Materials and methods:
Patients (n = 134; mean age = 9.0 years) included children with high-risk CHD who completed a neurodevelopmental evaluation following a formalised referral to the Cardiac Neurodevelopmental Program between 2018 and 2019. Retrospective chart review included parent report on the Behaviour Assessment System for Children-3 and Adaptive Behaviour Assessment System-3. Descriptive and correlation analyses were completed.

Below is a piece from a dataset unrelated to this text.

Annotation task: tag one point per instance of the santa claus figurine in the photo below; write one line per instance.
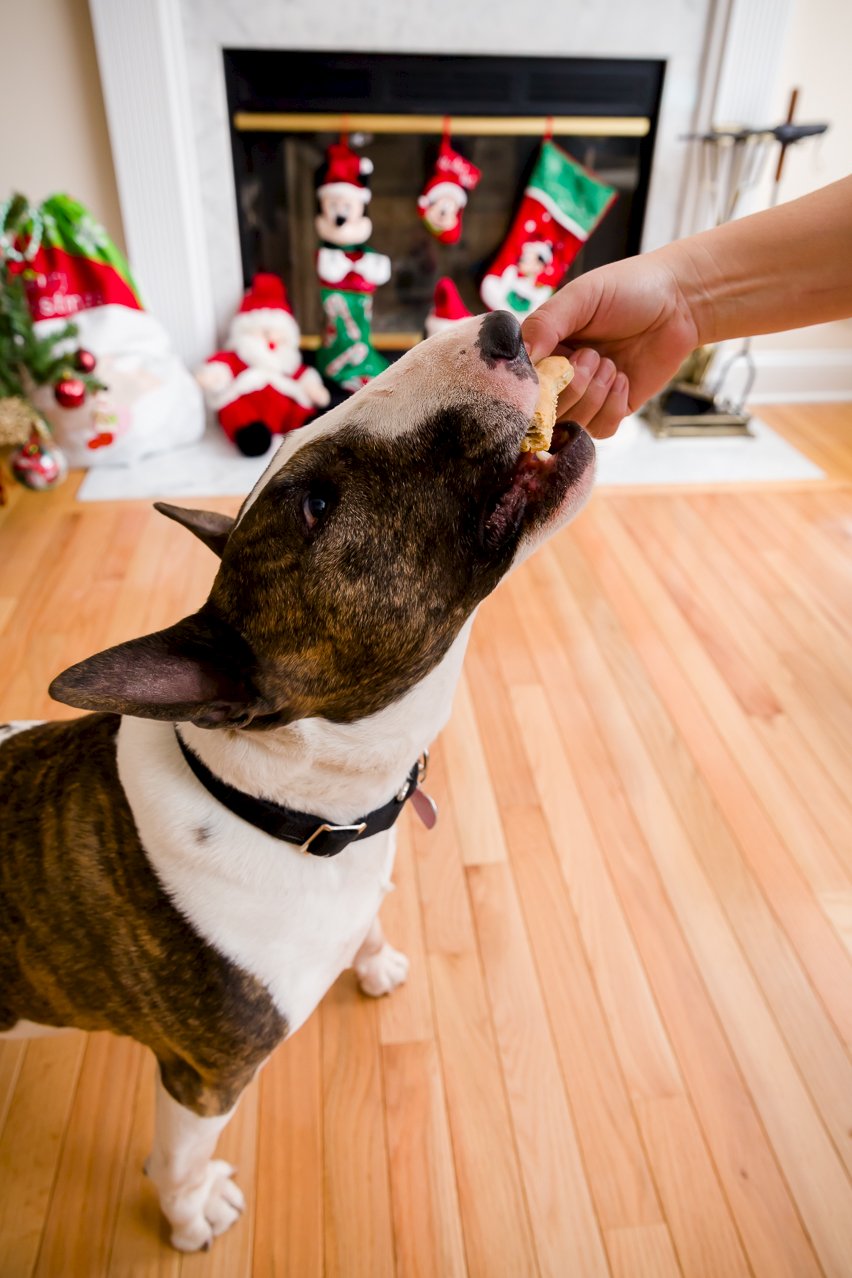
(258, 386)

In this sample, 11.2% presented with autism-related concerns at referral, 2 were diagnosed with autism, 9 were referred to an autism specialist (6 confirmed diagnosis; 3 not completed). Thus, at least 5.9% of the sample were diagnosed with autism following thorough clinical evaluation. Analyses showed atypicality, along with deficient adaptability, leisure, social, and communication skills. Frequency of early intervention, school supports, and relation with comorbidities are reported.
Prior to assessment recommendations by the Cardiac Neurodevelopmental Outcome Collaborative, autism screening may not be completed systematically in clinical care for CHD. The current sample demonstrates a high frequency of autism in the typically referred clinical sample. Commonly used parent-report measures may reveal concerns but will not help diagnosis. Systematic use of an autism screener is essential.